Sebelumnya, sesuai Peraturan Menteri Keuangan (PMK) Nomor 101/PMK.010/2016, Pemerintah menetapkan kenaikan PTKP menjadi Rp54 juta per tahun atau Rp4,5 juta per bulan dari sebelumnya Rp36 juta per tahun atau Rp3 juta per bulan. Kebijakan ini dilakukan untuk mendorong daya beli masyarakat di tengah perlambatan ekonomi.
Dirjen Pajak Ken Dwijugiasteadi mengatakan, pihaknya ingin mengkaji bersama penerapan PTKP yang berbeda di setiap region. Pasalnya, ada penurunan penerimaan pajak di daerah-daerah yang UMP-nya rendah.

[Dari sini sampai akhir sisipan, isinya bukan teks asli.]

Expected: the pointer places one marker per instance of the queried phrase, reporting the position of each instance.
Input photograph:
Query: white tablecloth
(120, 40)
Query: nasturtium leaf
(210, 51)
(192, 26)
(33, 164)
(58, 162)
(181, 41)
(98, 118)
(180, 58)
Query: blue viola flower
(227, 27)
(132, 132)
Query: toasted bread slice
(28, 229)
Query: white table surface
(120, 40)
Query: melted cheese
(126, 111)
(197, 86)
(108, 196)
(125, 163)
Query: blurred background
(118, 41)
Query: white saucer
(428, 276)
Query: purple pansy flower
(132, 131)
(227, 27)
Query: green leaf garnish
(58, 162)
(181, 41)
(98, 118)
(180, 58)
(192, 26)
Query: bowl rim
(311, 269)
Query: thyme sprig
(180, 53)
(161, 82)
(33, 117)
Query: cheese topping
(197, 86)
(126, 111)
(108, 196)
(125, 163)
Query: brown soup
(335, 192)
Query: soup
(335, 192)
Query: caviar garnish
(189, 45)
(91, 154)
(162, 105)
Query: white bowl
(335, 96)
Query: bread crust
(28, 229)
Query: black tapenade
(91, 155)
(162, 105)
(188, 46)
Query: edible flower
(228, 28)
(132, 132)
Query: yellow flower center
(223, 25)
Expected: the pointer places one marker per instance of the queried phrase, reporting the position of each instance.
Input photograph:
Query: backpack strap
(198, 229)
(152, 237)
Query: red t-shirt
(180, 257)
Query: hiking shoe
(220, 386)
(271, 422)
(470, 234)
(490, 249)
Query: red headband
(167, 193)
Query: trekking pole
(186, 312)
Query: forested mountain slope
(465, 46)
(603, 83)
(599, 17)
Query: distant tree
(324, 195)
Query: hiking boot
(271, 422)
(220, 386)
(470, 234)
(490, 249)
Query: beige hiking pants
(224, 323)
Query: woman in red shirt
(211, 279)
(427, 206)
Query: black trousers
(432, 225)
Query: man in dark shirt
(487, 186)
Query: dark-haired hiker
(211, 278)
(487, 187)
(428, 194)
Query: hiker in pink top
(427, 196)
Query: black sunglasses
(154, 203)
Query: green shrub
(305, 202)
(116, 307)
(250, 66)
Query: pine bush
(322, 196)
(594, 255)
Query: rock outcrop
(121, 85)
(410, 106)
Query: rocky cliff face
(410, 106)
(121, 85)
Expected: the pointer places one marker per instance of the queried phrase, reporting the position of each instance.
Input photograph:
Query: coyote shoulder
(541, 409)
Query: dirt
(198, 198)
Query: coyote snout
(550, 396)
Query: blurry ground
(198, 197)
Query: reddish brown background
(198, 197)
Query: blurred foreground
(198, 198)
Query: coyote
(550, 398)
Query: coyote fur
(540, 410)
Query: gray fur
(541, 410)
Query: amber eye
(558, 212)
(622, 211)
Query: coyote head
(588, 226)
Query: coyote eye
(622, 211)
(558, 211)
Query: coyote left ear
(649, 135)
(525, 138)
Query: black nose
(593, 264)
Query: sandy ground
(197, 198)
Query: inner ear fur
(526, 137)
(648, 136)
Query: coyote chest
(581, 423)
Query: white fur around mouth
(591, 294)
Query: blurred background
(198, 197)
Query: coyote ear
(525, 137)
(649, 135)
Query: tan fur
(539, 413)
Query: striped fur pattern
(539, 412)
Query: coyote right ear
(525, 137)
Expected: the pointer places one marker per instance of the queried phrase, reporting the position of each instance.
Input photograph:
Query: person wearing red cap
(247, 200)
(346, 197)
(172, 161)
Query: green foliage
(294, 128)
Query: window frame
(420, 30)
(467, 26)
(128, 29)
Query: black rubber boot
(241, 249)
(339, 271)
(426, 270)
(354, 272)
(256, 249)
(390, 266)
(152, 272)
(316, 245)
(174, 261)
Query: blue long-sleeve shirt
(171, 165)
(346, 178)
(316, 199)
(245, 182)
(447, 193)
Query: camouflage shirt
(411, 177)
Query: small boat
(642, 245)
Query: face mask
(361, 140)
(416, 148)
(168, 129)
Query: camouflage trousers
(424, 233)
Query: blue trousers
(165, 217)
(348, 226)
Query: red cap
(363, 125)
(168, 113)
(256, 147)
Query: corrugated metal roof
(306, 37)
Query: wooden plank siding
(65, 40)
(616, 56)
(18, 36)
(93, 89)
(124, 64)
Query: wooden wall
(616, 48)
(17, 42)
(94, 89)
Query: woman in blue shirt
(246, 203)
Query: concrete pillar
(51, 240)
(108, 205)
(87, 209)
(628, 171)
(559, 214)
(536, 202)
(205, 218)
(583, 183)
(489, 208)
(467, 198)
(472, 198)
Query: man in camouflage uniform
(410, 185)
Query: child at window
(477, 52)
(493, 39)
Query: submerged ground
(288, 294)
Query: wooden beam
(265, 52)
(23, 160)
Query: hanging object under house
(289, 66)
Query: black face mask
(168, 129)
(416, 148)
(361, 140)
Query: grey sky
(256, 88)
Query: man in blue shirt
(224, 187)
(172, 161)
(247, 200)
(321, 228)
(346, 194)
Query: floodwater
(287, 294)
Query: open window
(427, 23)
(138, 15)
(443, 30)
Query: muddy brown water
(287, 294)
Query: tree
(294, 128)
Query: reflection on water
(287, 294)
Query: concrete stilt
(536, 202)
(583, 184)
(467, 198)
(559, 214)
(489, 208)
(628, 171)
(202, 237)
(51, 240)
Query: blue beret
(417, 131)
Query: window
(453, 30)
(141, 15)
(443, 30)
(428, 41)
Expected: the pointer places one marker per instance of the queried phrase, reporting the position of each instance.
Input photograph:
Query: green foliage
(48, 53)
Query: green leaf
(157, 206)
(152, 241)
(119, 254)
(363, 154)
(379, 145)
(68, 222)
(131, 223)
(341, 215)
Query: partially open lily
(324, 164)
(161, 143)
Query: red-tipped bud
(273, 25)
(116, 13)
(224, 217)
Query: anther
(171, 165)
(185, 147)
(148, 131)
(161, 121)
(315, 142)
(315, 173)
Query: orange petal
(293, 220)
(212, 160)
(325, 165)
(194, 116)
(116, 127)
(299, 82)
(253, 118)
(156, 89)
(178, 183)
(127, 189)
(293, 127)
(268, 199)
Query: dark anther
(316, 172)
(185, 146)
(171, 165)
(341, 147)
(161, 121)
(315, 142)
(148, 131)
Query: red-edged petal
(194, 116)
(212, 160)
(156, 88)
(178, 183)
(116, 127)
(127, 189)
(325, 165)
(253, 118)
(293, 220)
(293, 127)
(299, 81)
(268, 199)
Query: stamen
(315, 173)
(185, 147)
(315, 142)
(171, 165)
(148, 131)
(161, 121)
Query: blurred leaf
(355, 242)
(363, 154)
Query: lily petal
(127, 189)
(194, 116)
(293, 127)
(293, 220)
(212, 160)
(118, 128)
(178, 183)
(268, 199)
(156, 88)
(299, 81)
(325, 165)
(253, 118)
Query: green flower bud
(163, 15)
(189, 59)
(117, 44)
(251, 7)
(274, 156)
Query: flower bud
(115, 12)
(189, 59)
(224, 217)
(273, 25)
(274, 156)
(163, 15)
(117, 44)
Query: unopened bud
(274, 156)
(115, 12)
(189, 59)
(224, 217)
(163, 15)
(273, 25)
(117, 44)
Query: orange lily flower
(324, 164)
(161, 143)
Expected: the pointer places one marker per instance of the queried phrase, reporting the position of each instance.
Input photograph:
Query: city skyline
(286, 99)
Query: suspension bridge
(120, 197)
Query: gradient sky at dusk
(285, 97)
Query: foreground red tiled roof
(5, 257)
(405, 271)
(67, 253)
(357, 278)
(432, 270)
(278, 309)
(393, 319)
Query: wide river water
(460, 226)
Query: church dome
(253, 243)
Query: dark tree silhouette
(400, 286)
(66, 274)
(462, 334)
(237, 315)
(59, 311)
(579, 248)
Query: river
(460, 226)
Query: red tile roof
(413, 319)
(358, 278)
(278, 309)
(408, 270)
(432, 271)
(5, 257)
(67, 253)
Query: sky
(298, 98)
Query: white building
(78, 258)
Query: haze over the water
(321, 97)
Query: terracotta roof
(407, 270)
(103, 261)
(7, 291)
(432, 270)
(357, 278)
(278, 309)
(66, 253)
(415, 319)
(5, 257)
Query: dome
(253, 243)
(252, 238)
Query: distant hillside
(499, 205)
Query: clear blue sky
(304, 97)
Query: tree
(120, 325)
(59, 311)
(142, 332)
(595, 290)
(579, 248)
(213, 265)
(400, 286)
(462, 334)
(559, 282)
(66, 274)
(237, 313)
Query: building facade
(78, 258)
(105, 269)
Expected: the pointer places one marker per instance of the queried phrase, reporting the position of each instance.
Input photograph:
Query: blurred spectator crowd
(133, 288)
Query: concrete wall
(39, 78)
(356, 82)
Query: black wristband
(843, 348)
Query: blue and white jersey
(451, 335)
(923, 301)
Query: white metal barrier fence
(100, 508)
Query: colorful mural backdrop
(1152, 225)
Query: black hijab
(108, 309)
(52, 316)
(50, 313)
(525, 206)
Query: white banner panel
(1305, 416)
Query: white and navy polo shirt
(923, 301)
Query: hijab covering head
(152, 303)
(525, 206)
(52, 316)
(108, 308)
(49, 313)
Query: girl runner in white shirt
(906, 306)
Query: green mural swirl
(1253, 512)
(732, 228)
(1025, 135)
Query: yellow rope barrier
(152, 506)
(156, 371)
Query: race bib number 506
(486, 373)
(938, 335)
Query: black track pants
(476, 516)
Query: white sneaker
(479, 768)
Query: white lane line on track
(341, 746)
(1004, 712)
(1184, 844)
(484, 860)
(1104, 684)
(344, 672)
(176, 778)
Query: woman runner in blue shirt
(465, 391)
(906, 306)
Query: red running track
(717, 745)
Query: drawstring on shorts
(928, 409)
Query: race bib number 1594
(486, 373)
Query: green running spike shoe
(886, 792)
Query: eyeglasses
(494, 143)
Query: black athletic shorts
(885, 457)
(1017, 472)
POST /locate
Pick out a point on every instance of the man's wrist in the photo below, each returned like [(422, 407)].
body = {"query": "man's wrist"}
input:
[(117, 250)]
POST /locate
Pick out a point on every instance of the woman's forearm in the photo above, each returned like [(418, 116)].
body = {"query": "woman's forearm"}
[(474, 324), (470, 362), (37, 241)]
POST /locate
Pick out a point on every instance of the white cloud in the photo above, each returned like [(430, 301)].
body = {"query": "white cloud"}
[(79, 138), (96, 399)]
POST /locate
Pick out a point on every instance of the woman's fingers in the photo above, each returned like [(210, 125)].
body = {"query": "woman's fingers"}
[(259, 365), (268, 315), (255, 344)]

“Kalau saya usul, sesuaikan dengan UMP. Dengan adanya (kenaikan) PTKP ini, Kanwil Yogyakarta penerimaannya jatuh. Wajib Pajak Orang Pribadi (WP OP)-nya sangat menurun karena banyak yang di bawah PTKP,” katanya, Rabu (19/7).
Terkait usul ini, Direktur Eksekutif Center for Indonesia Taxation Analysis (CITA ) Yustinus Prastowo mengatakan bahwa ide ini tepat apabila bisa diberlakukan. Pasalnya, regionalisme kebijakan PTKP mendekati biaya hidup riil.
“Jd nanti dibuat zonasi. Usul saya, dibuat tabel dari persentase UMR,” kata Yustinus kepada KONTAN, Rabu (19/7).
Selama ini, menurut Yustinus, kebijakan PTKP nasional tidak adil karena daya beli dan beban hidup berbeda-beda di tiap-tiap masyarakat. Dia menjelaskan, karena konsep PTKP memang biaya minimum yang dibutuhkan wajib pajak untuk dapat bekerja menghasilkan, maka dapat diatur berapa persen di atas upah regional.
Ia melanjutkan, kebijakan PTKP selain basisnya zonasi atau regional, bisa dimodifikasi memperhatikan kaum seperti perempuan, kelompok difabel, dan pekerja usia nonproduktif. “Ini akan jadi insentif ampuh yang menyangga sistem sosial kita,” ucapnya.